Last week I moved my not recommended installation (a dedicated APU2 server @ home) from Ubuntu 14.04 / MIAB 0.29 to Ubuntu 18.04 / MIAB 0.41. Due to Josh’s clear and detailed upgrade post this went without nary a hitch.

However, it left me with a couple of questions:

  • When I restored the data on my new system I noticed that the backup settings themselves are not restored. Is that by design?

  • I also ran into the problem described elsewhere, where the backup on the new system generates a number of directories at the target instead of the .gpg files that it normally creates. The suggested commenting out of the line “–ssh-options=’-i /root/.ssh/id_rsa_miab’” did the trick here.
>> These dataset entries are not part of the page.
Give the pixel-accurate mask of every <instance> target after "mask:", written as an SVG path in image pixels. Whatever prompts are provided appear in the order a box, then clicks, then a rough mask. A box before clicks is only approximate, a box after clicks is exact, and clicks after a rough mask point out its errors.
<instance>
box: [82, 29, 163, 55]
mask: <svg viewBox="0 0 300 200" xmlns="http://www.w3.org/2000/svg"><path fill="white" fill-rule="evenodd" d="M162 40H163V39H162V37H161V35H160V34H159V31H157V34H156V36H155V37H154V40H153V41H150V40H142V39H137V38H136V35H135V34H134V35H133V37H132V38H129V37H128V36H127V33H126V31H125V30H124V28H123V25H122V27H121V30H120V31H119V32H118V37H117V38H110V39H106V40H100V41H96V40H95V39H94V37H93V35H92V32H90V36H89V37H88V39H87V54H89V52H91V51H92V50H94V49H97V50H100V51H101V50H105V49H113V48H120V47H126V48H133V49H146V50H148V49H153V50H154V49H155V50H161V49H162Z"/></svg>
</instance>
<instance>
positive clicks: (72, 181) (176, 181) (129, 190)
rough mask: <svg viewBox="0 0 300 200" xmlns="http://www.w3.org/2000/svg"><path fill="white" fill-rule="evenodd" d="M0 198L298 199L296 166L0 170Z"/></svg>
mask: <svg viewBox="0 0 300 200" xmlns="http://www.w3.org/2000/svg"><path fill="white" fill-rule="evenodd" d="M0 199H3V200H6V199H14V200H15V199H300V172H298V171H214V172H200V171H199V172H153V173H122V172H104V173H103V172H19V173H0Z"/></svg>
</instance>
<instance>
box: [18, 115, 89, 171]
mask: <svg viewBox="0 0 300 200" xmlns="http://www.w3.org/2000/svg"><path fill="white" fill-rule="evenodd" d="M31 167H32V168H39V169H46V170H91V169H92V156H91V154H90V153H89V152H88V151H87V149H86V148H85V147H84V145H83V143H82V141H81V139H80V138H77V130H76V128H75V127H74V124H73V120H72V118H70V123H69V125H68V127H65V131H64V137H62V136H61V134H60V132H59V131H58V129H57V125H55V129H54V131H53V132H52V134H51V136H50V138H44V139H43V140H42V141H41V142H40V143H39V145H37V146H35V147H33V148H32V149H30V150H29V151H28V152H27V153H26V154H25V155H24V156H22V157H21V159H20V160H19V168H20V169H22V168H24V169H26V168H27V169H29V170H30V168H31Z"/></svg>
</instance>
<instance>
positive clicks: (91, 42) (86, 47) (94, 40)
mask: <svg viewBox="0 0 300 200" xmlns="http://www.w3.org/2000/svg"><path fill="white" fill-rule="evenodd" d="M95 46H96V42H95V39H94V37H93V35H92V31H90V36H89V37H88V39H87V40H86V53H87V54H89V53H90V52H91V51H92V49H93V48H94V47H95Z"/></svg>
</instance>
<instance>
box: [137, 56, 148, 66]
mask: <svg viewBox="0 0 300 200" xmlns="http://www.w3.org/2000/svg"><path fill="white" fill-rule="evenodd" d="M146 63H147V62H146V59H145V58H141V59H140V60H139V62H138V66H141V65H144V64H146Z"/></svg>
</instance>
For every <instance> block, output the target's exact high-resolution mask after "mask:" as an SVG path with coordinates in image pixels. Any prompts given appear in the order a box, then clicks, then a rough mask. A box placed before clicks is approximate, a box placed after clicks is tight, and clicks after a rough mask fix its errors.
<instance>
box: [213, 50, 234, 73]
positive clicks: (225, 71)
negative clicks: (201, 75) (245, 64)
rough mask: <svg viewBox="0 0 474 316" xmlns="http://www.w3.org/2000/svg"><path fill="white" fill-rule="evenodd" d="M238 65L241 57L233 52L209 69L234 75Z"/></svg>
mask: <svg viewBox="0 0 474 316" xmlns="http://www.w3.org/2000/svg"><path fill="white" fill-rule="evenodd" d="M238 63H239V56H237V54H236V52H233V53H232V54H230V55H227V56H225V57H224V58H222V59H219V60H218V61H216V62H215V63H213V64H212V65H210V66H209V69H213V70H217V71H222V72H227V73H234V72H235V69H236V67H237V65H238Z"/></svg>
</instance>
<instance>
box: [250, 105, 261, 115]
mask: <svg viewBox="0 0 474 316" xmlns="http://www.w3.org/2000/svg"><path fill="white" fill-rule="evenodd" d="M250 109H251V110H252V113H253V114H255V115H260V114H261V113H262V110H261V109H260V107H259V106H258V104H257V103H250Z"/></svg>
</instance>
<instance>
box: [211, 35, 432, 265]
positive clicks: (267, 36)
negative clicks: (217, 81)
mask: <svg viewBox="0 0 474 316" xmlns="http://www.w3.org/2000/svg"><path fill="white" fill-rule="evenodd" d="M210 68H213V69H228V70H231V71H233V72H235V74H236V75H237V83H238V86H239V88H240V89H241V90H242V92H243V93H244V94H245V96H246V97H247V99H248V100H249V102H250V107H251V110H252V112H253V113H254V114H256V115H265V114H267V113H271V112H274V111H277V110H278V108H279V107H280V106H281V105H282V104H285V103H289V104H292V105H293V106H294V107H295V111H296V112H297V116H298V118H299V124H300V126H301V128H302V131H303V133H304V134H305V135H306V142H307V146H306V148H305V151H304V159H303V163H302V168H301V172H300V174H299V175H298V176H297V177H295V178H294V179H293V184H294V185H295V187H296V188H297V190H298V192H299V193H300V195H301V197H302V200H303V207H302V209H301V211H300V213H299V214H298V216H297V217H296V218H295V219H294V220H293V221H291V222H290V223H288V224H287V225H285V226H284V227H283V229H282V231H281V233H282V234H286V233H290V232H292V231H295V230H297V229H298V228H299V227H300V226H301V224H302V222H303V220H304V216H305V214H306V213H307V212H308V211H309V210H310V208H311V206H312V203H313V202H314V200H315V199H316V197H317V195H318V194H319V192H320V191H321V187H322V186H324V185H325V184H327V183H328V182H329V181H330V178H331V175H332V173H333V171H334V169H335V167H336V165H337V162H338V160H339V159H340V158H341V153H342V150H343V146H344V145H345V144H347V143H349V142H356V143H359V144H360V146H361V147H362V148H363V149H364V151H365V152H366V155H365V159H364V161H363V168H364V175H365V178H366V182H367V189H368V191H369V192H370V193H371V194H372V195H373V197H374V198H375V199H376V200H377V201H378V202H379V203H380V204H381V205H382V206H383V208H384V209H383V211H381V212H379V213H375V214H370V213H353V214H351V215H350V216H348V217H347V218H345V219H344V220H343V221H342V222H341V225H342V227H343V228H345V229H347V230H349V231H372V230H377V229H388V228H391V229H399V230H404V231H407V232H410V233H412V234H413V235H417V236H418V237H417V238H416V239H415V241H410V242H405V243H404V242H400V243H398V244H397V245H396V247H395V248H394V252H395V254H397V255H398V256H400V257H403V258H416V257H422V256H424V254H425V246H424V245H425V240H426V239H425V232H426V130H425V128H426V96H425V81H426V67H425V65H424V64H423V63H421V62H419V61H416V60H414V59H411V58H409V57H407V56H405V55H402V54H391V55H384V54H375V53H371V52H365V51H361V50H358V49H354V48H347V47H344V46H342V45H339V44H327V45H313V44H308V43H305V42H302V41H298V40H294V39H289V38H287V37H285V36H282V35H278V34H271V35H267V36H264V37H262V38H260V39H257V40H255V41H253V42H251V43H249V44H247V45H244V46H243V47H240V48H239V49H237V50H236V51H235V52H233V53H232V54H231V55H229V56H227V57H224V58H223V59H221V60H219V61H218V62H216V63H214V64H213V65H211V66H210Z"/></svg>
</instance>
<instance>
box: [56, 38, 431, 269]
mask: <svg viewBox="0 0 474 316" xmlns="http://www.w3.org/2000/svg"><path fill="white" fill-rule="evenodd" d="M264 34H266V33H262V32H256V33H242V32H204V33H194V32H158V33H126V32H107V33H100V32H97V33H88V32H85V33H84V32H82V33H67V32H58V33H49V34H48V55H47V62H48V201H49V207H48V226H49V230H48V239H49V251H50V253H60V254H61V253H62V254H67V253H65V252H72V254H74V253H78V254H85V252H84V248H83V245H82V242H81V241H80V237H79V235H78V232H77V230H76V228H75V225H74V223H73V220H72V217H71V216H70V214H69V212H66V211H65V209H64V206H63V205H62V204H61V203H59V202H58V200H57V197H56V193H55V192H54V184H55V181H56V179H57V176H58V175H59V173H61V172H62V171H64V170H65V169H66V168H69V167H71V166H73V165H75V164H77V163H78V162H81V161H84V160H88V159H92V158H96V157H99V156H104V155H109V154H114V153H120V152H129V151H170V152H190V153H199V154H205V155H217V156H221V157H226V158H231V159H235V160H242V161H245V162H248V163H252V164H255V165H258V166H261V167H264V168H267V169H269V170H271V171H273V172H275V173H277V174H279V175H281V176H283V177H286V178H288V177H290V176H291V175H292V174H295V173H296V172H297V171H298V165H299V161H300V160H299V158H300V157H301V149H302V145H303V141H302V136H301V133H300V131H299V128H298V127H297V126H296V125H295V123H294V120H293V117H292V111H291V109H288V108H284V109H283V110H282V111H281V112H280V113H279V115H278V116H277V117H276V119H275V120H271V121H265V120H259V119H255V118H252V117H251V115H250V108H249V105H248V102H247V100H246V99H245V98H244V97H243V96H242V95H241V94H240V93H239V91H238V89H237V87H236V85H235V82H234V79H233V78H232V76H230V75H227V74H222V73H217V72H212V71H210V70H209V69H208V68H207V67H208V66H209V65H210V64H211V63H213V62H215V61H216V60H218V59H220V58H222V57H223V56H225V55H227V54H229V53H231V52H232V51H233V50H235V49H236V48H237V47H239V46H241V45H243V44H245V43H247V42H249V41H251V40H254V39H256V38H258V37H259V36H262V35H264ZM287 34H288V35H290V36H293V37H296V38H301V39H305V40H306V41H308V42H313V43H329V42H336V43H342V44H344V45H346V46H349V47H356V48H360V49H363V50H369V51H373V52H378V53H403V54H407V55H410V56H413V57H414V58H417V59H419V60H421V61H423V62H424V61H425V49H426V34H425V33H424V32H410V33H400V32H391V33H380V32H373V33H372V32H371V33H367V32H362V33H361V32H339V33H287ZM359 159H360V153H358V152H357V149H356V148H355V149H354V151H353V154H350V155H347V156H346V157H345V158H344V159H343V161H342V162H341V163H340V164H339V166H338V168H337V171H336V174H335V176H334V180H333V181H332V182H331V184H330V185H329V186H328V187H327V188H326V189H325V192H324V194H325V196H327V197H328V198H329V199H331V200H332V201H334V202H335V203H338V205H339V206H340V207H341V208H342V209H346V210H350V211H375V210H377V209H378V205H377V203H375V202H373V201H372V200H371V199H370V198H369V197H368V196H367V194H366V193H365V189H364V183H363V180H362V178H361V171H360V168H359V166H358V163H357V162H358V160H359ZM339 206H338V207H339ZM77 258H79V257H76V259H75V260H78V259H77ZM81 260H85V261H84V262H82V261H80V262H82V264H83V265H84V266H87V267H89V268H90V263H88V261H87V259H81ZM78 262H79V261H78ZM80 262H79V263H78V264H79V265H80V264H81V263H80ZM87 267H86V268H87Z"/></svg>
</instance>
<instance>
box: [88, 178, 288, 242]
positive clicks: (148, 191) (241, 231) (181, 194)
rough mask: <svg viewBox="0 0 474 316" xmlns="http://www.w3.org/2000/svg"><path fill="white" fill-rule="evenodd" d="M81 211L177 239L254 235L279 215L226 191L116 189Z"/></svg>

I have no idea what this line does and if commenting it out presents future problems, fact is that I now get backups that work (tested). Can I leave the line commented out?
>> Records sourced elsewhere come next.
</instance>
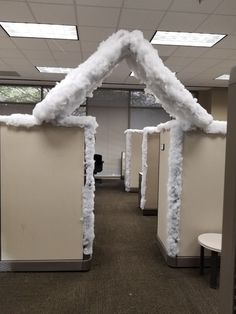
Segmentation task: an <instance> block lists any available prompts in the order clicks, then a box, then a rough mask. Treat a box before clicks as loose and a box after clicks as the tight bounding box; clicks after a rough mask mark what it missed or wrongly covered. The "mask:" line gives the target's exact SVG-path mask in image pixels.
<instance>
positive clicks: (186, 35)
mask: <svg viewBox="0 0 236 314" xmlns="http://www.w3.org/2000/svg"><path fill="white" fill-rule="evenodd" d="M225 36H226V35H222V34H204V33H185V32H164V31H157V32H156V34H155V35H154V37H153V39H152V40H151V43H152V44H154V45H174V46H194V47H212V46H214V45H215V44H216V43H217V42H218V41H220V40H221V39H222V38H224V37H225Z"/></svg>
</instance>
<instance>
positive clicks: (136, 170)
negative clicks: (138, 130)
mask: <svg viewBox="0 0 236 314" xmlns="http://www.w3.org/2000/svg"><path fill="white" fill-rule="evenodd" d="M142 139H143V134H142V133H132V134H131V141H132V144H131V149H132V152H131V171H130V188H131V189H138V185H139V177H138V176H139V172H140V171H142Z"/></svg>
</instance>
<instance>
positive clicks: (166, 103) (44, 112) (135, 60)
mask: <svg viewBox="0 0 236 314" xmlns="http://www.w3.org/2000/svg"><path fill="white" fill-rule="evenodd" d="M124 58H125V59H126V60H127V63H128V65H129V66H130V68H131V70H132V71H133V72H134V74H135V76H136V77H137V78H138V79H140V80H141V82H142V83H144V84H146V86H147V88H148V89H149V90H150V91H151V92H152V93H153V94H154V95H156V96H157V97H158V98H159V99H160V101H161V103H162V105H163V107H164V109H165V110H166V111H167V112H168V113H169V114H170V115H171V116H172V117H175V118H176V119H178V120H180V121H182V123H187V124H188V125H190V126H196V127H200V128H204V127H207V125H209V124H210V123H211V122H212V120H213V118H212V116H211V115H209V114H208V113H207V112H206V110H205V109H203V108H202V107H201V106H200V105H199V104H198V103H197V99H195V98H193V96H192V94H191V93H190V92H189V91H188V90H187V89H185V87H184V86H183V85H182V83H181V82H180V81H179V80H178V79H177V78H176V76H175V74H174V73H172V72H171V71H170V70H169V69H168V68H167V67H166V66H164V64H163V62H162V60H161V59H160V57H159V55H158V52H157V50H156V49H154V48H153V47H152V45H151V44H150V42H149V41H147V40H145V39H144V38H143V34H142V33H141V32H140V31H132V32H128V31H125V30H120V31H118V32H117V33H115V34H113V35H112V36H110V37H109V38H108V39H107V40H106V41H104V42H102V43H101V44H100V46H99V47H98V49H97V51H96V52H95V53H94V54H93V55H92V56H90V58H88V60H87V61H85V62H84V63H82V64H81V65H79V67H78V68H76V69H74V70H72V71H71V72H70V73H69V74H67V76H66V77H65V79H64V80H62V81H61V82H60V83H59V84H57V85H56V86H55V87H54V88H53V89H51V90H50V92H49V93H48V94H47V96H46V97H45V98H44V100H42V101H41V102H40V103H38V104H37V105H36V107H35V109H34V110H33V115H34V116H35V117H36V118H37V119H38V120H40V121H51V120H55V119H61V118H63V117H65V116H67V115H69V114H71V113H72V112H73V111H74V110H75V109H76V108H77V107H79V106H80V104H81V103H83V102H84V100H85V99H86V97H87V96H88V97H91V96H92V92H93V90H95V89H96V88H97V87H98V86H99V85H101V82H102V81H103V80H104V78H105V77H106V76H107V75H109V74H110V72H111V71H112V70H113V69H114V67H115V66H116V65H117V64H118V63H119V62H120V61H122V60H123V59H124Z"/></svg>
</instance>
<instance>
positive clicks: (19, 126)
mask: <svg viewBox="0 0 236 314" xmlns="http://www.w3.org/2000/svg"><path fill="white" fill-rule="evenodd" d="M0 123H5V124H6V125H11V126H15V127H21V126H22V127H26V128H31V127H33V126H35V125H40V124H41V122H40V121H39V120H38V119H37V118H36V117H34V116H32V115H30V114H20V113H15V114H12V115H10V116H0Z"/></svg>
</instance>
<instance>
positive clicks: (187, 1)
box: [170, 0, 234, 13]
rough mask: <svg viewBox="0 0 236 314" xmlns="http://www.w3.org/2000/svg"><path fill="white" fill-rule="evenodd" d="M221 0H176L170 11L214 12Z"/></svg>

  • And a last thing is that, upon restoring the V0.30 data to V0.41, my secret_key.txt file turned out to be wrong. As I still had the old system available I copied it from there and the restore worked. A couple of days later, after making sure the new system operated fine, I rebuild the old system to V18.04 / 0.41 as well and restored the backup from the new box, including the secret_key.txt file.
    Upon restoring it turned out that the keyfile was incorrect. No real problem, as I could get it from the new system easily, but it made me wonder: either I am too scatterbrained for procedures like this (might very well be true) or that keyfile was somehow changed between backups. Can that happen? When is that keyfile produced / changed?

Anyway, I now am the proud owner of a fine-running, up-to-date MIAB installation with OS support until 04-2023. I tested rebuilding and restoring which increased my confidence in being able to solve problems might they arise. I am very happy with MIAB!

Whenever the data is restored onto a new install of MiaB. The new installation of MiaB is what triggered it.

Ah, so if I create a brand new system I get a new secret_key.txt file. And when I subsequently restore another system that file gets replaced by the restored version of secret_key.txt.

That makes sense, and that is probably how I mixed them up.

I tried another restore this morning and now the secret_key.txt file was ok.